Dangerous Creatures by Kami Garcia

  I closed my eyes against the blackness. There were sounds—the stairs creaking, furniture scraping against the floor, muffled voices—and one thought replaying over and over in my mind.

  What if she didn’t come back?

  Too terrified to see if I could get out from the inside, I kept my hand on the wood. I listened to my ragged breathing, convinced that whoever was in the house could hear it, too.

  Eventually, the wood gave beneath my palm and a thin stream of light flooded the space. My mom reached for me, promising the intruders had fled. As she carried me out of her closet, I couldn’t hear anything beyond the pounding of my heart, and I couldn’t think about anything except the crushing weight of the dark.

  I was only five when it happened, but I still remembered every minute in the crawl space. It made the air around me now feel suffocating. Part of me wanted to go home, with or without my cat.

  “Elvis, get out here!”

  Something shifted between the chipped headstones in front of me.


  A silhouette emerged from behind a stone cross.

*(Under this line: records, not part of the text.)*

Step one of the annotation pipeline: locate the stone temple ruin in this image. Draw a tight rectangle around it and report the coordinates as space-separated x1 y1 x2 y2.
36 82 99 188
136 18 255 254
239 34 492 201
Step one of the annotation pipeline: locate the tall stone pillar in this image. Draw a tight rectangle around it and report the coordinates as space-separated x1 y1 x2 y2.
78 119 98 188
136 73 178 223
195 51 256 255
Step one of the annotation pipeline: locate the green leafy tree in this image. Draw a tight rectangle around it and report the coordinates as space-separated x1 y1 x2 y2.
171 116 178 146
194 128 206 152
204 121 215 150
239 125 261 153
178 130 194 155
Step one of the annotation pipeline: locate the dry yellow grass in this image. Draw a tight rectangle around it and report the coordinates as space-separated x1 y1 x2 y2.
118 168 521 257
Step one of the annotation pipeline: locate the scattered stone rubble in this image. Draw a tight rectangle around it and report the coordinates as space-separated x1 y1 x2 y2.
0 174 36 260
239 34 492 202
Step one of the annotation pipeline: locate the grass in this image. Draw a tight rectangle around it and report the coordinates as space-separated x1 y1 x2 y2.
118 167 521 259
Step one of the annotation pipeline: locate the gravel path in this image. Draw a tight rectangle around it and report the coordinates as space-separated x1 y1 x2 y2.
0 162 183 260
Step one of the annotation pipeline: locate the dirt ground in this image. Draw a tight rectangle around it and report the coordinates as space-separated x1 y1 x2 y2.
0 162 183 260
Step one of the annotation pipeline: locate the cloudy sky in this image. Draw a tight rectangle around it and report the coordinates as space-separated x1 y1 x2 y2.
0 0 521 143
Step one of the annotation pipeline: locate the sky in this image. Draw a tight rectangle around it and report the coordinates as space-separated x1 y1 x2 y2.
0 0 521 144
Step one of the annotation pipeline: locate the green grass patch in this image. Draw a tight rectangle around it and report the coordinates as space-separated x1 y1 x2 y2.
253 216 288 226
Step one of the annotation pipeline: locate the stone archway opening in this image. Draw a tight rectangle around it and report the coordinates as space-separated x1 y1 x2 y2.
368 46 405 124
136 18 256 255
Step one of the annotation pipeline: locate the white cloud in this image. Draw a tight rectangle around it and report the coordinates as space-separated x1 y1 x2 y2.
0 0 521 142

  I jumped, a tiny gasp escaping my lips. “Sorry.” My voice wavered. “I’m looking for my cat.”

  The stranger didn’t say a word.

  Sounds intensified at a dizzying rate—branches breaking, leaves rustling, my pulse throbbing. I thought about the hundreds of unsolved crime shows I’d watched with my mom that began exactly like this—a girl standing alone somewhere she shouldn’t be, staring at the guy who was about to attack her.

  I stepped back, thick mud pushing up around my ankles like a hand rooting me to the spot.

  Please don’t hurt me.

  The wind cut through the graveyard, lifting tangles of long hair off the stranger’s shoulders and the thin fabric of a white dress from her legs.

  Her legs.

  Relief washed over me. “Have you seen a gray and white Siamese cat? I’m going to kill him when I find him.”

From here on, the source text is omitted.